When You're Up...

Whenever I try to describe to others how bipolar disorder affects me, I think often of my father. Upon being diagnosed, and even years later, he was continually surprised. "You don't look ill! You seem just fine!"
( Preface... )
When you're up, or on the manic side of the cycle, it's like the difference from just having woken up, the world being groggy and people having to say things twice for them to make sense, and being fully awake in the middle of the day.
Things are easier to understand, connections easier to make. You're still you, just that every cylinder is firing perfectly at full efficiency. Sometimes they fire too fast, and that's when you start acting in a manner that makes others around you think 'This person is a bit crazy'. Neurons seem to serve thinking best when they're not overwhelmed by activity. Thoughts need some time to come to a conclusion, and when they're interrupted by another thought, and that one by another, your brain just spazzes out.

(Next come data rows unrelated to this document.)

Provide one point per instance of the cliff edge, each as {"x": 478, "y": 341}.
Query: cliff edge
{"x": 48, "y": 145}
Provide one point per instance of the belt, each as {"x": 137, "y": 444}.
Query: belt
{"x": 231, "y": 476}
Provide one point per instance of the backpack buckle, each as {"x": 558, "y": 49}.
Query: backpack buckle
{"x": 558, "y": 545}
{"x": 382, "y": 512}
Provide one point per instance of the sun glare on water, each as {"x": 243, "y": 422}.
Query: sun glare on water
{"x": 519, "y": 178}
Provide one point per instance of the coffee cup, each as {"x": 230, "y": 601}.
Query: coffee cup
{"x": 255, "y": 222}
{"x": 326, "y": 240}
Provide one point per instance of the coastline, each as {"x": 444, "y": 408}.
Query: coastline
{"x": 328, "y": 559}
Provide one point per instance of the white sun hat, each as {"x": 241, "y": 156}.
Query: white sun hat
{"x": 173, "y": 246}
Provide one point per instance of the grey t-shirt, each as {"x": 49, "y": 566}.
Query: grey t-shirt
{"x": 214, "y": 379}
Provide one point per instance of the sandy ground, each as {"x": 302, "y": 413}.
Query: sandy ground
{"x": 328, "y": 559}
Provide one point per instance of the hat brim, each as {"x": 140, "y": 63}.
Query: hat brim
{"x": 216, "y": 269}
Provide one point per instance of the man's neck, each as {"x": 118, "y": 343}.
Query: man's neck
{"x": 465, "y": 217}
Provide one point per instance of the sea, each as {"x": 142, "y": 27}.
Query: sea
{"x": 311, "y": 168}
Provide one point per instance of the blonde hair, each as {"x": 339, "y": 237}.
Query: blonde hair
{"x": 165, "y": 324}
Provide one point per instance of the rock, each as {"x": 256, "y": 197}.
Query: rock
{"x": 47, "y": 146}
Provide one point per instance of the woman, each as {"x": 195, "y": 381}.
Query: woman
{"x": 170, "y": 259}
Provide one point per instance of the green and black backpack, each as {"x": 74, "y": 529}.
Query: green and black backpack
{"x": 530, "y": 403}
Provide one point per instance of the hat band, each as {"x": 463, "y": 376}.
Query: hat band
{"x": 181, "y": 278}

It's addictive. This is why many bipolar people decry medication. It deadens that incredible high along with evening out the incredible lows. Everything is simply better. Food tastes better, people are more interesting, you enjoy things more. Simply put, everything good in life is more so, to an almost unbearable extreme. If I could bottle the stuff, it'd wipe out the market for euphoric drugs in a day.
Outwardly, it doesn't look any different to others. The person might be more interested in going out and being social than usual, or more talkative than the norm, but that's about it.
Nobody, save those that suffer from it, seem to understand in the least what it's like. Figured I'd try to describe it a bit. Who can know what nobody talks about?